Justice Clark wrote a concurring opinion

. . . .

That the Sixth Amendment requires appointment of counsel in "all criminal prosecutions" is clear, both from the language of the Amendment and from this Court's interpretation. . . . It is equally clear from the above cases, all decided after Betts v. Brady, . . .(1942), that the Fourteenth Amendment requires such appointment in all prosecutions for capital crimes. The Court's decision today, then, does no more than erase a distinction, which has no basis in logic and an increasingly eroded basis in authority.

. . . .

I must conclude here . . . that the Constitution makes no distinction between capital and noncapital cases. The Fourteenth Amendment requires due process of law for the deprival of "liberty" just as for deprival of "life," and there cannot constitutionally be a difference in the quality of the process based merely upon a supposed difference in the sanction involved. How can the Fourteenth Amendment tolerate a procedure which it condemns in capital cases on the ground that deprival of liberty may be less onerous than deprival of life—a value judgment not universally accepted or that only the latter deprival is irrevocable? I can find no acceptable rationalization for such a result, and I therefore concur in the judgment of the Court.

Questions to Consider
  1. Justice Clark agrees with the other justices that Betts v. Brady should be overturned. However, he cites a different reason. What reason does he give? 
  2. Do you agree or disagree with Justice Clark's reasoning? Explain. 
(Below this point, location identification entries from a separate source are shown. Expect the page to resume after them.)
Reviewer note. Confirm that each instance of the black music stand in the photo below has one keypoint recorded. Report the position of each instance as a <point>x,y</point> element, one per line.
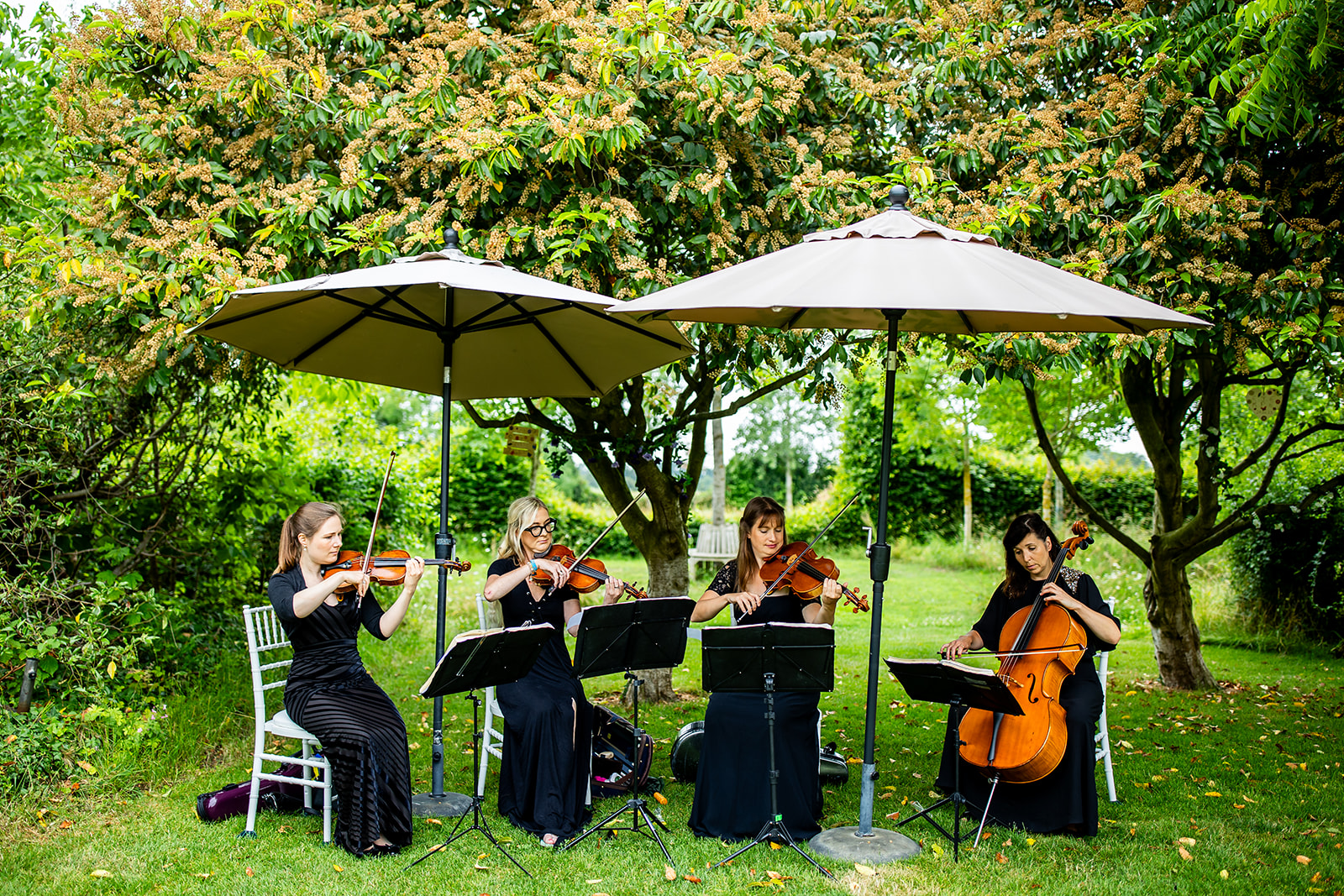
<point>470,664</point>
<point>770,658</point>
<point>628,637</point>
<point>961,688</point>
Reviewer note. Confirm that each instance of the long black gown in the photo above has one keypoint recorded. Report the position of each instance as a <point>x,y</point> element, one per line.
<point>1068,795</point>
<point>732,781</point>
<point>333,696</point>
<point>548,755</point>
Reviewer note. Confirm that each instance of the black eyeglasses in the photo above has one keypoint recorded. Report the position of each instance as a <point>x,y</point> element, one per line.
<point>535,531</point>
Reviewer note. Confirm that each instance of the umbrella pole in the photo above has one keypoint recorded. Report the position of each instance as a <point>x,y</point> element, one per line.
<point>864,842</point>
<point>437,802</point>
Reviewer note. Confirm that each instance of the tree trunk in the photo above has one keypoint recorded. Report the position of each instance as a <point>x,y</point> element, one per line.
<point>965,484</point>
<point>1175,633</point>
<point>721,473</point>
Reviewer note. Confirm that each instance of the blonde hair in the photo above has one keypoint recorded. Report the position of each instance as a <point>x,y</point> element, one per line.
<point>304,521</point>
<point>519,513</point>
<point>757,510</point>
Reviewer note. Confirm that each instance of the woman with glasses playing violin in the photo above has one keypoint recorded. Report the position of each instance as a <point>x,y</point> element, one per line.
<point>328,691</point>
<point>732,783</point>
<point>548,721</point>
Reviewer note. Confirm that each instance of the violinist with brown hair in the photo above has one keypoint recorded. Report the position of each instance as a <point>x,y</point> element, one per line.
<point>329,694</point>
<point>732,785</point>
<point>1065,801</point>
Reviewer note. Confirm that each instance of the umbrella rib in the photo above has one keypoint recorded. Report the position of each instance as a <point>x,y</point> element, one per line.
<point>512,301</point>
<point>326,340</point>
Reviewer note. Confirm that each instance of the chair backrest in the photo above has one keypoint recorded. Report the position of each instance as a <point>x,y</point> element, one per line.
<point>265,634</point>
<point>717,539</point>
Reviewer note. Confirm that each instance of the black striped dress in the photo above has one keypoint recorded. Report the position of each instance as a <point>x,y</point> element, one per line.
<point>333,698</point>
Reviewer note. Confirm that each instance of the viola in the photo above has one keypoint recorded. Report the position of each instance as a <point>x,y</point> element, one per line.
<point>806,577</point>
<point>387,567</point>
<point>1039,647</point>
<point>585,575</point>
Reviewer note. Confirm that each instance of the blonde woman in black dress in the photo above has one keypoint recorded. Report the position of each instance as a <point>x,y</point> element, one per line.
<point>548,747</point>
<point>732,783</point>
<point>331,694</point>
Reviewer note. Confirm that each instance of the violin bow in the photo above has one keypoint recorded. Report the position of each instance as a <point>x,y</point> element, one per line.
<point>804,553</point>
<point>369,551</point>
<point>601,535</point>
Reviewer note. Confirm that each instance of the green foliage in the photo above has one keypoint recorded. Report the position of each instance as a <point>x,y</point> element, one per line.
<point>1289,573</point>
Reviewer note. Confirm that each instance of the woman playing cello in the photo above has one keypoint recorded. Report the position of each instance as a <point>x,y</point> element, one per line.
<point>1063,801</point>
<point>732,785</point>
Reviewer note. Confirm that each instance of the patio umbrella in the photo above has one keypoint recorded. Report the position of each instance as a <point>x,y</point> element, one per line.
<point>452,325</point>
<point>900,270</point>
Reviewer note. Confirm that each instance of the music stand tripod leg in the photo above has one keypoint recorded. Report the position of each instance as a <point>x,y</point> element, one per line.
<point>635,804</point>
<point>477,799</point>
<point>774,828</point>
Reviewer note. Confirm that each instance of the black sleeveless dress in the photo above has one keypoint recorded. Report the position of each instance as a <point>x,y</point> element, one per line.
<point>548,754</point>
<point>1068,795</point>
<point>333,696</point>
<point>732,781</point>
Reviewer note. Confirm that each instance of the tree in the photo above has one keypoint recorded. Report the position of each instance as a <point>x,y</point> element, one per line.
<point>1100,140</point>
<point>618,147</point>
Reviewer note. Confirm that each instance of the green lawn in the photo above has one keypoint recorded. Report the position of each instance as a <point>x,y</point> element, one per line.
<point>1247,775</point>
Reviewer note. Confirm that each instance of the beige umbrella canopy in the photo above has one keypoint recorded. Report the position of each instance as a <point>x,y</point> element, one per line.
<point>512,335</point>
<point>898,269</point>
<point>454,325</point>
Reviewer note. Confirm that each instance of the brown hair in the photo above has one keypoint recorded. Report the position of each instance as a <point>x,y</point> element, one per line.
<point>757,510</point>
<point>304,521</point>
<point>519,513</point>
<point>1016,578</point>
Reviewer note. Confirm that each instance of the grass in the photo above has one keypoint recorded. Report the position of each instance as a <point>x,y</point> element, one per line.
<point>1247,774</point>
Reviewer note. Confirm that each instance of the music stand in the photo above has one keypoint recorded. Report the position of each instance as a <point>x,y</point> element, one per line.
<point>783,656</point>
<point>961,688</point>
<point>628,637</point>
<point>472,663</point>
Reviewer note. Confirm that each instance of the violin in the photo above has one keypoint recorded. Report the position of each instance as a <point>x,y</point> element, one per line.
<point>585,575</point>
<point>1041,645</point>
<point>806,577</point>
<point>387,567</point>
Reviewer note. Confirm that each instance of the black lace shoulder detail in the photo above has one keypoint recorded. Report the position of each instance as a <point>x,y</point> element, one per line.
<point>1070,578</point>
<point>726,582</point>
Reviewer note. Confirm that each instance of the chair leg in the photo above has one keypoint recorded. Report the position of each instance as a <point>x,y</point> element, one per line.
<point>250,831</point>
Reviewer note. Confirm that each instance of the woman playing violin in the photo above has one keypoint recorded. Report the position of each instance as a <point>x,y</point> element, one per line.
<point>1065,799</point>
<point>329,694</point>
<point>548,721</point>
<point>732,786</point>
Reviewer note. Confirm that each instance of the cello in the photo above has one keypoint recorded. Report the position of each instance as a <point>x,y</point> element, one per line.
<point>1039,647</point>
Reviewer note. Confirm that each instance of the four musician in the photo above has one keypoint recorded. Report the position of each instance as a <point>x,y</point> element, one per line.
<point>1066,799</point>
<point>548,738</point>
<point>732,783</point>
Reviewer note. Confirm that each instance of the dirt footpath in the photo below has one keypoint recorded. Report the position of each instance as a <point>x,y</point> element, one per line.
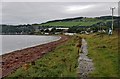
<point>85,64</point>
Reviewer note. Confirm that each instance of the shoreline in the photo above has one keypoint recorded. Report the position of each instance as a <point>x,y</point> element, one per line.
<point>12,61</point>
<point>1,54</point>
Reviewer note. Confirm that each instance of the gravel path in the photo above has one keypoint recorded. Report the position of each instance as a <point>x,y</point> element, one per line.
<point>85,64</point>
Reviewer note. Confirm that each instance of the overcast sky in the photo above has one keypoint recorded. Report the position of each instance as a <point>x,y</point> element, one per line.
<point>38,12</point>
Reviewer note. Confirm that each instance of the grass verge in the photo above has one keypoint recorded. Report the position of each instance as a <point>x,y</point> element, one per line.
<point>103,49</point>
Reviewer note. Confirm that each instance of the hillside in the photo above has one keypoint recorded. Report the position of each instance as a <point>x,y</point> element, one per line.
<point>79,21</point>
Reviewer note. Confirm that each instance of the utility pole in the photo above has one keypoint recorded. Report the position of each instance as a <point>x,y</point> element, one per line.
<point>112,15</point>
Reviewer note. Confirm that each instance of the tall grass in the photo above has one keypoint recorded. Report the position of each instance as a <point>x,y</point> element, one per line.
<point>103,49</point>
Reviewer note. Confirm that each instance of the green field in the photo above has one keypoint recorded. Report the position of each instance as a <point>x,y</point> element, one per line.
<point>76,22</point>
<point>69,24</point>
<point>103,49</point>
<point>62,62</point>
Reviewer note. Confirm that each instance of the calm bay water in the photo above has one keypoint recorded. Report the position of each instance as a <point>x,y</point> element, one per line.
<point>11,43</point>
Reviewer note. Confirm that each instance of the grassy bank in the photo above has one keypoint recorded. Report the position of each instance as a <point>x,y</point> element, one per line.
<point>103,49</point>
<point>62,62</point>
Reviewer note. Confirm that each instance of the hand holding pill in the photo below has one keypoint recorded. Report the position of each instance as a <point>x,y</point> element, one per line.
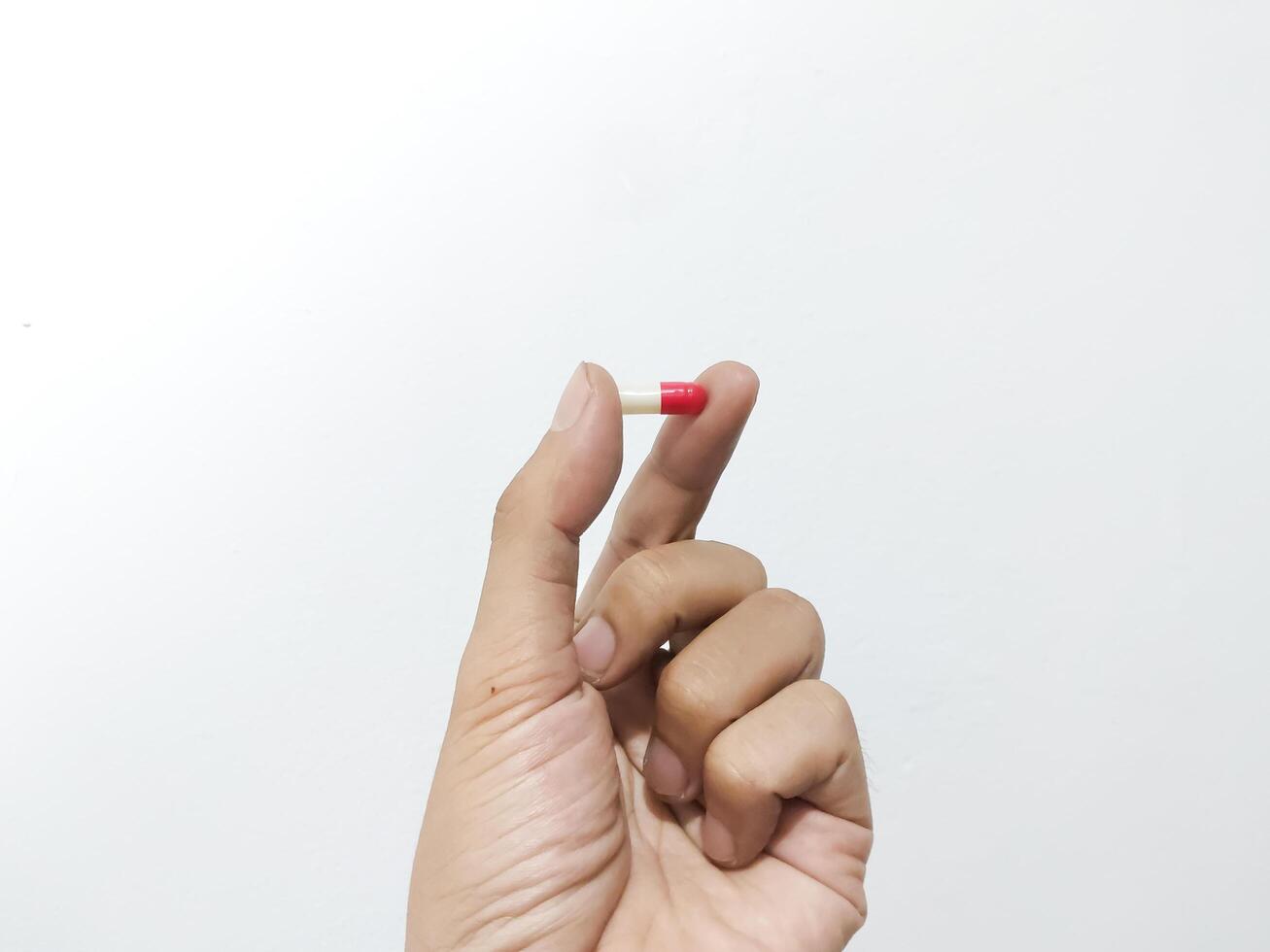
<point>652,763</point>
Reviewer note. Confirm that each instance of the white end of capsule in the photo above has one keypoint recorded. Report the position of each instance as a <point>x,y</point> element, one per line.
<point>641,398</point>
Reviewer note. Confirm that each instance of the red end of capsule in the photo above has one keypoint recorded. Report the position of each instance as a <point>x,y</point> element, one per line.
<point>682,397</point>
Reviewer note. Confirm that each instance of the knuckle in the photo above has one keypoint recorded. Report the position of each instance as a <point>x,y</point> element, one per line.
<point>753,562</point>
<point>683,695</point>
<point>509,503</point>
<point>791,603</point>
<point>831,699</point>
<point>649,572</point>
<point>732,766</point>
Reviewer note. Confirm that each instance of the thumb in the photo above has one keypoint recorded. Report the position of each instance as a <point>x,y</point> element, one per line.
<point>522,640</point>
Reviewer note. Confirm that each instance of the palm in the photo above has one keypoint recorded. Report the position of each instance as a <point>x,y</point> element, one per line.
<point>540,831</point>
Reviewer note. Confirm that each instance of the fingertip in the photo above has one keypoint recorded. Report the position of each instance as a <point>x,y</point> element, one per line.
<point>590,458</point>
<point>732,381</point>
<point>716,840</point>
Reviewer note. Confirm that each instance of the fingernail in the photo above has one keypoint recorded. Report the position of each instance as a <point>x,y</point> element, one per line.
<point>716,841</point>
<point>574,398</point>
<point>595,645</point>
<point>663,770</point>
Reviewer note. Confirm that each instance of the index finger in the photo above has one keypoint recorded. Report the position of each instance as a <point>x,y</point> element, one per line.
<point>672,489</point>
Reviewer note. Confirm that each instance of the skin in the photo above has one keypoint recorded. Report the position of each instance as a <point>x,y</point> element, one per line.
<point>597,791</point>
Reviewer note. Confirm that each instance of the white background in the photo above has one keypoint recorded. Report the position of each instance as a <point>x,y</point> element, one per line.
<point>288,292</point>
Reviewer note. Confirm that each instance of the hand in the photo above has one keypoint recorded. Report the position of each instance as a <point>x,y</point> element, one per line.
<point>596,791</point>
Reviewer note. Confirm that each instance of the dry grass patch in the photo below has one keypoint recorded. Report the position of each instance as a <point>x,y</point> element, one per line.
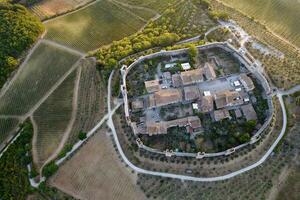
<point>7,126</point>
<point>48,8</point>
<point>52,119</point>
<point>91,99</point>
<point>44,68</point>
<point>95,172</point>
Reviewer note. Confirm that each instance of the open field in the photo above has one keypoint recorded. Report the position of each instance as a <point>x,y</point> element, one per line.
<point>6,128</point>
<point>158,5</point>
<point>96,25</point>
<point>207,167</point>
<point>44,68</point>
<point>95,172</point>
<point>91,100</point>
<point>284,72</point>
<point>269,12</point>
<point>254,184</point>
<point>52,119</point>
<point>48,8</point>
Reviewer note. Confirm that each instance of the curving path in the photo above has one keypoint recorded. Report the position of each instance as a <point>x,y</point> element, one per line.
<point>191,178</point>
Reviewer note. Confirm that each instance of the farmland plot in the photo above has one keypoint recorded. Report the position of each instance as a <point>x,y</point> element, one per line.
<point>6,127</point>
<point>96,25</point>
<point>91,100</point>
<point>44,68</point>
<point>95,172</point>
<point>158,5</point>
<point>48,8</point>
<point>270,13</point>
<point>52,119</point>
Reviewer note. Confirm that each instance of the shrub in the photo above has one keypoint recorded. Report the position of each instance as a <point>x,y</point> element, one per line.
<point>82,135</point>
<point>49,169</point>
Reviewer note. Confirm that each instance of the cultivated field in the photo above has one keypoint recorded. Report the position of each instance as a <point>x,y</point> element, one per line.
<point>48,8</point>
<point>44,68</point>
<point>91,99</point>
<point>96,25</point>
<point>95,172</point>
<point>283,72</point>
<point>6,128</point>
<point>52,120</point>
<point>158,5</point>
<point>270,13</point>
<point>254,184</point>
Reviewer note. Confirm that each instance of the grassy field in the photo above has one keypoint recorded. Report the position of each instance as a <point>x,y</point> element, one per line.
<point>52,119</point>
<point>283,72</point>
<point>6,128</point>
<point>45,67</point>
<point>48,8</point>
<point>271,12</point>
<point>252,185</point>
<point>95,172</point>
<point>158,5</point>
<point>96,25</point>
<point>91,100</point>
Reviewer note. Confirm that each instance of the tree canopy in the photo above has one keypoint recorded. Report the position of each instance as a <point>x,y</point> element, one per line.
<point>19,29</point>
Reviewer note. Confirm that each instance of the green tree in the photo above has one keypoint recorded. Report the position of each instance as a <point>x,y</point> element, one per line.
<point>193,52</point>
<point>49,169</point>
<point>82,135</point>
<point>245,137</point>
<point>19,29</point>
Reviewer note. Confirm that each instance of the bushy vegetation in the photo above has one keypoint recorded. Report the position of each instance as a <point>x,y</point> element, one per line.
<point>82,135</point>
<point>268,12</point>
<point>178,22</point>
<point>49,169</point>
<point>94,26</point>
<point>283,72</point>
<point>53,117</point>
<point>6,127</point>
<point>18,31</point>
<point>14,183</point>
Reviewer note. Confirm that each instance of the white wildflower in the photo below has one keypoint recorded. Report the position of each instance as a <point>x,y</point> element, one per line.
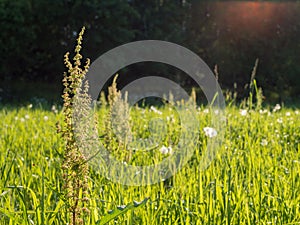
<point>166,150</point>
<point>53,109</point>
<point>243,112</point>
<point>210,132</point>
<point>264,142</point>
<point>276,108</point>
<point>206,111</point>
<point>263,111</point>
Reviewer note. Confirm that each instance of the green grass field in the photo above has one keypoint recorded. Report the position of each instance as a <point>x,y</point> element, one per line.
<point>254,180</point>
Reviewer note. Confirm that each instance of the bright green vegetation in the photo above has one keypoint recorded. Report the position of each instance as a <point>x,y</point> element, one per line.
<point>254,180</point>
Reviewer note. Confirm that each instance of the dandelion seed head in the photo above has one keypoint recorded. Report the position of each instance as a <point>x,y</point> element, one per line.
<point>210,132</point>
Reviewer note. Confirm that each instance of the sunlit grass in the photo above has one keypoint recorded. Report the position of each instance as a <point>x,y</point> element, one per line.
<point>256,179</point>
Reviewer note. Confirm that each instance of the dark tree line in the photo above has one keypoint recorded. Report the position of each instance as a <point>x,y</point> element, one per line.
<point>35,34</point>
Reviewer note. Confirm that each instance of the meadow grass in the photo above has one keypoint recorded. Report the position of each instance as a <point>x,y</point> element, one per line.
<point>254,180</point>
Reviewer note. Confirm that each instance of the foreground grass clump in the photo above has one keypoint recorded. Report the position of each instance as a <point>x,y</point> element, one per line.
<point>255,179</point>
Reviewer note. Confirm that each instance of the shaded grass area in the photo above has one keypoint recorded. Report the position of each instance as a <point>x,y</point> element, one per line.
<point>254,180</point>
<point>18,92</point>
Justice Harlan wrote a concurring opinion

. . . .

. . . In 1932, in Powell v. Alabama, . . . a capital case, this Court declared that under the particular facts there presented—"the ignorance and illiteracy of the defendants, their youth, the circumstances of public hostility . . . and above all that they stood in deadly peril of their lives"—the state court had a duty to assign counsel for the trial as a necessary requisite of due process of law.

. . . .

Thus when this Court, a decade later, decided Betts v. Brady, it did no more than to admit of the possible existence of special circumstances in noncapital as well as capital trials, while at the same time insisting that such circumstances be shown in order to establish a denial of due process.

. . . .

The Court has come to recognize, in other words, that the mere existence of a serious criminal charge constituted in itself special circumstances requiring the services of counsel at trial.

. . . .

The special circumstances rule has been formally abandoned in capital cases, and the time has now come when it should be similarly abandoned in noncapital cases, at least as to offenses, which, as the one involved here, carry the possibility of a substantial prison sentence.

. . . .

In agreeing with the Court that the right to counsel in a case such as this should now be expressly recognized as a fundamental right embraced in the Fourteenth Amendment, I wish to make a further observation. When we hold a right or immunity, valid against the Federal Government, to be "implicit in the concept of ordered liberty" and thus valid against the States, I do not read our past decisions to suggest that by so holding, we automatically carry over an entire body of federal law and apply it in full sweep to the States. Any such concept would disregard the frequently wide disparity between the legitimate interests of the States and of the Federal Government, the divergent problems that they face, and the significantly different consequences of their actions.

. . . .

On these premises I join in the judgment of the Court.

Questions to Consider
  1. What are Justice Harlan's beliefs regarding "special circumstances?" 
  2. Some people believe that the passage of the Fourteenth Amendment meant that all of the rights in the Bill of Rights applied to the states, and not just the federal government. Why is Justice Harlan hesitant to make this generalization?